図5(b)は、本実施形態におけるP2P用DNSサーバSPの制御部11の追加クラス化ホスト名決定処理における処理例を示すフローチャートである。先ず、制御部11は、受信した新規ノード追加メッセージに、コンテンツ保存情報が含まれているか否かを判定する(ステップS31)。このとき、制御部11は、新規ノード追加メッセージにコンテンツ保存情報が含まれていると判定した場合には(ステップS31:YES)、参加してきたノードが最も多く保存しているコンテンツに対応するクラス化ホスト名を、そのノードのIPアドレスの追加対象として決定する(ステップS32)。具体的に、制御部11は、コンテンツ保存情報と一致するクラス化ホスト名を、追加対象として決定する。制御部11は、ステップS32の処理を終えると、ステップS34に移行する。

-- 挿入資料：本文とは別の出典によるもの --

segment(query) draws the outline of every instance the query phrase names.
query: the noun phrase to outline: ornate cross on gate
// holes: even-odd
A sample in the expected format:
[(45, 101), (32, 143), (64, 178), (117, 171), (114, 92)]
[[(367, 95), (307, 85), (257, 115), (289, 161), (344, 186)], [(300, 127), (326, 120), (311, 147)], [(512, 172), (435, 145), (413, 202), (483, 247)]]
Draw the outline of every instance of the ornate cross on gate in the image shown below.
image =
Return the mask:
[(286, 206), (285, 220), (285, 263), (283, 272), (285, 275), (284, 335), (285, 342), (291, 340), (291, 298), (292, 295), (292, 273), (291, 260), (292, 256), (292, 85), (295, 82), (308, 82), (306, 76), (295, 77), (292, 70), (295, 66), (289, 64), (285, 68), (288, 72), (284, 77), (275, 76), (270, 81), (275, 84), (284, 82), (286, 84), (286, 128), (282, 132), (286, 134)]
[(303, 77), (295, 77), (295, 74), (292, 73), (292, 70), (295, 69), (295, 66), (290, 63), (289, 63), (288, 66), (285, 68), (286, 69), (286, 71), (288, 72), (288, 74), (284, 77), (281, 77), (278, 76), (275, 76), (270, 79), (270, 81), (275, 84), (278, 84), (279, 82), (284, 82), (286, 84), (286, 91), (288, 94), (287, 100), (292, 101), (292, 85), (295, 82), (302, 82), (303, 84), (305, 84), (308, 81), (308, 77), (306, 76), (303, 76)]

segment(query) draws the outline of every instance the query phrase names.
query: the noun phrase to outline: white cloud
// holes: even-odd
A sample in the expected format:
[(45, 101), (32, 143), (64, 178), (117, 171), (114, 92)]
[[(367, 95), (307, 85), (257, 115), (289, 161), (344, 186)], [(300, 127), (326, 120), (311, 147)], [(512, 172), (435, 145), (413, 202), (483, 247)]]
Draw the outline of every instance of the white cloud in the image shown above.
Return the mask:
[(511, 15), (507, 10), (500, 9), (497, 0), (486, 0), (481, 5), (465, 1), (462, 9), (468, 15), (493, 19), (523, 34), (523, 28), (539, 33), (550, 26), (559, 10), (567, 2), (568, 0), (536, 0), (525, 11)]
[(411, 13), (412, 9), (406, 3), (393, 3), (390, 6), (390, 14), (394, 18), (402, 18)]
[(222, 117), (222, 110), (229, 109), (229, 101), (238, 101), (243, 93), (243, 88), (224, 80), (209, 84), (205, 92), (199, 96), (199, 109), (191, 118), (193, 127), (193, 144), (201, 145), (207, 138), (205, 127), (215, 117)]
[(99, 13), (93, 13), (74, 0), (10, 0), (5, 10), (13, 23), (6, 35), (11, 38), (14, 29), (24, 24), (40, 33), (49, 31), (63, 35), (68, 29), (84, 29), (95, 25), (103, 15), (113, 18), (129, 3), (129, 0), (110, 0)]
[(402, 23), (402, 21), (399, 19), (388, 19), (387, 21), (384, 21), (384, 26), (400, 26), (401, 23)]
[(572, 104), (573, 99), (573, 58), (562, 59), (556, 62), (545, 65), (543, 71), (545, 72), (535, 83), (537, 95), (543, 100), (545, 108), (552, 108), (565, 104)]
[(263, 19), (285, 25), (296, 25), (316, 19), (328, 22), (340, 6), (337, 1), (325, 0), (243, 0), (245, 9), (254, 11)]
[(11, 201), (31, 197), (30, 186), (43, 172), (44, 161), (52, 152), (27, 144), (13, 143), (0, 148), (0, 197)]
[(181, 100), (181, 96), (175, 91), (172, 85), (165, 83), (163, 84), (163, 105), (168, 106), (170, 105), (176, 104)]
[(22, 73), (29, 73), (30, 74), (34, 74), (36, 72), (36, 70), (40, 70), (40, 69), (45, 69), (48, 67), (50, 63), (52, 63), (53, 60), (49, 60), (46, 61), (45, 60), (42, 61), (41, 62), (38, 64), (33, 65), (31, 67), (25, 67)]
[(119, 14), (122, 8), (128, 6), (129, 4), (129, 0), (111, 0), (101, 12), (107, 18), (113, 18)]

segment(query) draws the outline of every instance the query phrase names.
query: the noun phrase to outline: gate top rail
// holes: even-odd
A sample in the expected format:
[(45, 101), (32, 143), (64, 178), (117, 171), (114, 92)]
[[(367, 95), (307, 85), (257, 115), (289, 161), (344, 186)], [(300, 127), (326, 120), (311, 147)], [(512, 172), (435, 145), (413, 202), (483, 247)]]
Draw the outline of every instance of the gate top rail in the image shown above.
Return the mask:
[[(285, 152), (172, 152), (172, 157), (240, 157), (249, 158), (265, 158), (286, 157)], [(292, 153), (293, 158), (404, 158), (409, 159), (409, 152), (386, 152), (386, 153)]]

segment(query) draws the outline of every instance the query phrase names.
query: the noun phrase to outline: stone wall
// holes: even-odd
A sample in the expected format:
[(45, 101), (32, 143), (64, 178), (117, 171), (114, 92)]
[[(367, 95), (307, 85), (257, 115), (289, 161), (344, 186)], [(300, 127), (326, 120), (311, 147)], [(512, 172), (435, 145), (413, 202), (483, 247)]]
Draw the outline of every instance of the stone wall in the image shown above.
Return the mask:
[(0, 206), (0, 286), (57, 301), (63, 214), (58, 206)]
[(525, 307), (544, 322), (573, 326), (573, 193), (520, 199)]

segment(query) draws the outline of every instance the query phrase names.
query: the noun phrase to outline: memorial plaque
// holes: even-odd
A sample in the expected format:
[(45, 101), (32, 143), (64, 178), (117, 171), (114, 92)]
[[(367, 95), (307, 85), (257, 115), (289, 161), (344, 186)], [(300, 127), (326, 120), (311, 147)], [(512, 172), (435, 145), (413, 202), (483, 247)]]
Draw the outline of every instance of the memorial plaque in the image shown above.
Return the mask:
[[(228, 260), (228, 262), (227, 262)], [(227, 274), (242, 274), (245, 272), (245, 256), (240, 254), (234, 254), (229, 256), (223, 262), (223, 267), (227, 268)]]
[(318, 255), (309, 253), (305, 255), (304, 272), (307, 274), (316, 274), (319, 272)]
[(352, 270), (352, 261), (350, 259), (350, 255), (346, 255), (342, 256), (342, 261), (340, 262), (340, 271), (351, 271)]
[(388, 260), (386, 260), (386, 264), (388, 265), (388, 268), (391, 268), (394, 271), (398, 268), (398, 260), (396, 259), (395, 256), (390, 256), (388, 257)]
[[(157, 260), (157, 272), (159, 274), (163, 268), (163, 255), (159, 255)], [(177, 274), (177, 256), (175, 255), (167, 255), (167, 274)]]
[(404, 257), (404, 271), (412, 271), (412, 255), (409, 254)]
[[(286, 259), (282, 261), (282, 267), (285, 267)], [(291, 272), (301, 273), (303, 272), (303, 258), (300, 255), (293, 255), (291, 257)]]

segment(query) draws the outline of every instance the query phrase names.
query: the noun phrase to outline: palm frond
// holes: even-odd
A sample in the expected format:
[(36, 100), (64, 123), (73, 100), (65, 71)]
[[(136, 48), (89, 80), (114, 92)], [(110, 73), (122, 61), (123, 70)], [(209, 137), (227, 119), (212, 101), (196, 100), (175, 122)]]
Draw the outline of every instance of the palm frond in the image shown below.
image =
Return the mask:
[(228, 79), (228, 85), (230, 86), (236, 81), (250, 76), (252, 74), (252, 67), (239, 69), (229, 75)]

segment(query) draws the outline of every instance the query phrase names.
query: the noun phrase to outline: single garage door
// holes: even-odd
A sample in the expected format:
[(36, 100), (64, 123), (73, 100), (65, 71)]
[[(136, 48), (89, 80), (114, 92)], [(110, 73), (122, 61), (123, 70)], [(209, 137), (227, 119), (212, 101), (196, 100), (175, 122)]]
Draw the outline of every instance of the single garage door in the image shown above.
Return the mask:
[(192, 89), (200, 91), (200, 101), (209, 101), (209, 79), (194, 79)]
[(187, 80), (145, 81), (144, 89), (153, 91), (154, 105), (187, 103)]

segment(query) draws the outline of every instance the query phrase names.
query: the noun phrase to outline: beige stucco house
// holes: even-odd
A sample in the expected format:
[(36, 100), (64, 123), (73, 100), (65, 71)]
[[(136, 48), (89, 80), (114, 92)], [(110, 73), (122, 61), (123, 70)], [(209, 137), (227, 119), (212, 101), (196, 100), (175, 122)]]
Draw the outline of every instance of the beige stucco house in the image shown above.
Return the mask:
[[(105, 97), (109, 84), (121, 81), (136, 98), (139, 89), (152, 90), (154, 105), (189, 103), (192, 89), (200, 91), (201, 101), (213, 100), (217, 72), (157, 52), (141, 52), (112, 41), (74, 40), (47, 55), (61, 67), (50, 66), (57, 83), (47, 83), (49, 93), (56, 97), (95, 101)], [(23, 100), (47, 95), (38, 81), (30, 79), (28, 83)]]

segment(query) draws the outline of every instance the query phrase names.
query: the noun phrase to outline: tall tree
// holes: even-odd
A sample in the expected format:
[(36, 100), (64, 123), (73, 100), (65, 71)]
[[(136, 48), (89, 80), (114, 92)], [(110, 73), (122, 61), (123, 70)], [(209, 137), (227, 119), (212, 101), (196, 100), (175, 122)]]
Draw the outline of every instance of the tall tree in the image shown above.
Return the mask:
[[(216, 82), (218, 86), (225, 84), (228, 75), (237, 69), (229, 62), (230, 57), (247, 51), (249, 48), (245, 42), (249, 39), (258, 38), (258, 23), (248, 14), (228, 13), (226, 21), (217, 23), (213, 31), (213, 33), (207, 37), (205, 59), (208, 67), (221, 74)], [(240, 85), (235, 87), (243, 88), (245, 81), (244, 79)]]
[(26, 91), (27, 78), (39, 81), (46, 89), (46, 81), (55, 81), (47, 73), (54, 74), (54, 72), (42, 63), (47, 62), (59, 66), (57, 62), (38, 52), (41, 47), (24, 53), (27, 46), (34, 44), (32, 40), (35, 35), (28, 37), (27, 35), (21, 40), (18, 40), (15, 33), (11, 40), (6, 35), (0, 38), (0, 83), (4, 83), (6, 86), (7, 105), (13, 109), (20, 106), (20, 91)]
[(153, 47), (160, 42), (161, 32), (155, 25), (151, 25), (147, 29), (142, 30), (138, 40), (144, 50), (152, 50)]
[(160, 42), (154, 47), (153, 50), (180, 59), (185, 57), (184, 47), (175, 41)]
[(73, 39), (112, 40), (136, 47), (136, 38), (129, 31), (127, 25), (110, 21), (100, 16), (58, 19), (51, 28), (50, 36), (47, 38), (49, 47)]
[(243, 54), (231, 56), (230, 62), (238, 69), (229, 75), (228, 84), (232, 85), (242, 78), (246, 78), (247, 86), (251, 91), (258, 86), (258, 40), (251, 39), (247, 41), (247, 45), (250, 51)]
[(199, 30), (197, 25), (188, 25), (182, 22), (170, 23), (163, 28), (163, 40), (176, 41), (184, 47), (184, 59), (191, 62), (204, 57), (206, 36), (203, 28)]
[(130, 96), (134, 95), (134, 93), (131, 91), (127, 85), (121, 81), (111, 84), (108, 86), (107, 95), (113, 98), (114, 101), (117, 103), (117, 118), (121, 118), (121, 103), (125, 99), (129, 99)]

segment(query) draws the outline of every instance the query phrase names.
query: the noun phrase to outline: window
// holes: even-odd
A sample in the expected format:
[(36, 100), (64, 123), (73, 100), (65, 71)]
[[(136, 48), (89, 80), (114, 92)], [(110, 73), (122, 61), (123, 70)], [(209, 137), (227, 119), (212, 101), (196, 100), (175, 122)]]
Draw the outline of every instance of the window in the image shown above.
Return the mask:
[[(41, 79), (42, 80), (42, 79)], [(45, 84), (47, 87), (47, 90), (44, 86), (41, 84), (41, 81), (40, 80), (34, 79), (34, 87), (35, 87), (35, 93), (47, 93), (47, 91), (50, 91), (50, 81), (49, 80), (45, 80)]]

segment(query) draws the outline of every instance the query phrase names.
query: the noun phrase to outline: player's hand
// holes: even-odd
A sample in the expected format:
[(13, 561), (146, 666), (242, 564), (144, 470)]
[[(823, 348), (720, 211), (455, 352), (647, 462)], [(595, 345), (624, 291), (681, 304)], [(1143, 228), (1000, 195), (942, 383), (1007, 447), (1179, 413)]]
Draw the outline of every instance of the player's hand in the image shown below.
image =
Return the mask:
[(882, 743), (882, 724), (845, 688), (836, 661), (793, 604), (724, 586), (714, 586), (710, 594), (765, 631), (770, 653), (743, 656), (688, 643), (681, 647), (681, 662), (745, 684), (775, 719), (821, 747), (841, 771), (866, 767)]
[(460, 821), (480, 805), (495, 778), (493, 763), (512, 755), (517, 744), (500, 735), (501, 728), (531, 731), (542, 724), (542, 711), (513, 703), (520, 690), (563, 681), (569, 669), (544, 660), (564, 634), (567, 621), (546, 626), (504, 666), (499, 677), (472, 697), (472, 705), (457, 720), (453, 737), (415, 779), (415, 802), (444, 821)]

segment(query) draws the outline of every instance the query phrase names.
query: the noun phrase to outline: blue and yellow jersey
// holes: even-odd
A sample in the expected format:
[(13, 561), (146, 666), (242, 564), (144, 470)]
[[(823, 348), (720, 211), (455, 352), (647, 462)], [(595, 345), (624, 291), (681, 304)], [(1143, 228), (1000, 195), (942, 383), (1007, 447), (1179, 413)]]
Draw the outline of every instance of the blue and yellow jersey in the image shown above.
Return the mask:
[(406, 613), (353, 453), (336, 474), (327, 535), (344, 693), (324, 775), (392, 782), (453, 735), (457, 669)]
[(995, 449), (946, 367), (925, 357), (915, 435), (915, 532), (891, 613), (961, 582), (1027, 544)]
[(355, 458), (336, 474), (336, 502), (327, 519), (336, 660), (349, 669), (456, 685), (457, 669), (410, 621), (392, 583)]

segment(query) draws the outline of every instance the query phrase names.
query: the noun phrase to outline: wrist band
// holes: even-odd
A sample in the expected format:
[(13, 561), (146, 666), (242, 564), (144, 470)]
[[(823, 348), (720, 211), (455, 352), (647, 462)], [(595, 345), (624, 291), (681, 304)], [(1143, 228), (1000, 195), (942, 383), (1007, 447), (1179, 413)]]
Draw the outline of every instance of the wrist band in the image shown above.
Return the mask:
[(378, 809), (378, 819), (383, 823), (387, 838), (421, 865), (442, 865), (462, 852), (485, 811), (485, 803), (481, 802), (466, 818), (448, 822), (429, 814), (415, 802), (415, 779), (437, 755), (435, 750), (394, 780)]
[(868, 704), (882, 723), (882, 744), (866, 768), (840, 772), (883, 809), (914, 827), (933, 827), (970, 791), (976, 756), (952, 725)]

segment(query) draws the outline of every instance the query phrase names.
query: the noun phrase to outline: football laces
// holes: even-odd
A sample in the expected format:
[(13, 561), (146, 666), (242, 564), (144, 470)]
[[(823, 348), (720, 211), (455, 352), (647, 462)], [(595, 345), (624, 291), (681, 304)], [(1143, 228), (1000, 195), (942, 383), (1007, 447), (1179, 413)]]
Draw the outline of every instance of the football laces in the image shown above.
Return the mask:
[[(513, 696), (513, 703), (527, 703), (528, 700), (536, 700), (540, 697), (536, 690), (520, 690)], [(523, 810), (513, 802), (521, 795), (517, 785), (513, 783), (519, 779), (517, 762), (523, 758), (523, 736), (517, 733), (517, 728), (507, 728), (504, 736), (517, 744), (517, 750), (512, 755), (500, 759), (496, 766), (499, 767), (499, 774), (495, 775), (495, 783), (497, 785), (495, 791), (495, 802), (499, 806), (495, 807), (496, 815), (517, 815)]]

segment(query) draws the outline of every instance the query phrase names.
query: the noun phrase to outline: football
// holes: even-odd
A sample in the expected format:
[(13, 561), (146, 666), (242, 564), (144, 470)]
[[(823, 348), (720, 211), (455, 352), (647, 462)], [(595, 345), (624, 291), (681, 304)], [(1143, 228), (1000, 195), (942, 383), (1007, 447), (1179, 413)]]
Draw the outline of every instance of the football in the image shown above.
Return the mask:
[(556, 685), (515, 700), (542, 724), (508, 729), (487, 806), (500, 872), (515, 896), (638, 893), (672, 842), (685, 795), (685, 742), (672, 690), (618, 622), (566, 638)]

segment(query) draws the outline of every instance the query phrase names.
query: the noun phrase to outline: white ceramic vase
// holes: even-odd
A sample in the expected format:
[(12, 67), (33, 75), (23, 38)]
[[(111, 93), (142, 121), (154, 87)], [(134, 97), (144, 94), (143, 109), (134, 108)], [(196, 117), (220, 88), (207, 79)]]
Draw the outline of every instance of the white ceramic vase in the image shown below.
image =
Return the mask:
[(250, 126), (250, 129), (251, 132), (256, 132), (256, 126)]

ステップS31において、制御部11は、新規ノード追加メッセージにコンテンツ保存情報が含まれていないと判定した場合には(ステップS31:NO)、単位時間あたり問い合わせ回数が最も多いクラス化ホスト名を、追加対象として決定する(ステップS33)。具体的に、制御部11は、各問い合わせ回数情報について、問い合わせ回数情報に含まれる全要素の値を合算して、単位時間あたり問い合わせ回数を求める。そして、制御部11は、計算された単位時間あたり問い合わせ回数が最も多い問い合わせ回数情報に対応するクラス化ホスト名を、追加対象として決定する。制御部11は、ステップS33の処理を終えると、ステップS34に移行する。
ステップS34において、制御部11は、追加対象として決定されたクラス化ホスト名に現在対応付けられているIPアドレスの個数が閾値A以上であるか否かを判定する。このとき、制御部11は、追加対象として決定されたクラス化ホスト名に現在対応付けられているIPアドレスの個数が閾値A以上ではないと判定した場合には(ステップS34:NO)、追加クラス化ホスト名決定処理を終了させる。
一方、制御部11は、追加対象として決定されたクラス化ホスト名に現在対応付けられているIPアドレスの個数が閾値A以上であると判定した場合には(ステップS34:YES)、追加対象として決定されたクラス化ホスト名を分割し、そのクラス化ホスト名が格納されたレコードを分割する(ステップS35)。なお、分割の詳細な処理内容は、ゾーン情報の詳細の項において既に説明されている。次いで、制御部11は、分割された複数のクラス化ホスト名のうち何れか1つのクラス化ホスト名を、追加対象として決定する(ステップS36)。制御部11は、ステップS36の処理を終えると、追加クラス化ホスト名決定処理を終了させる。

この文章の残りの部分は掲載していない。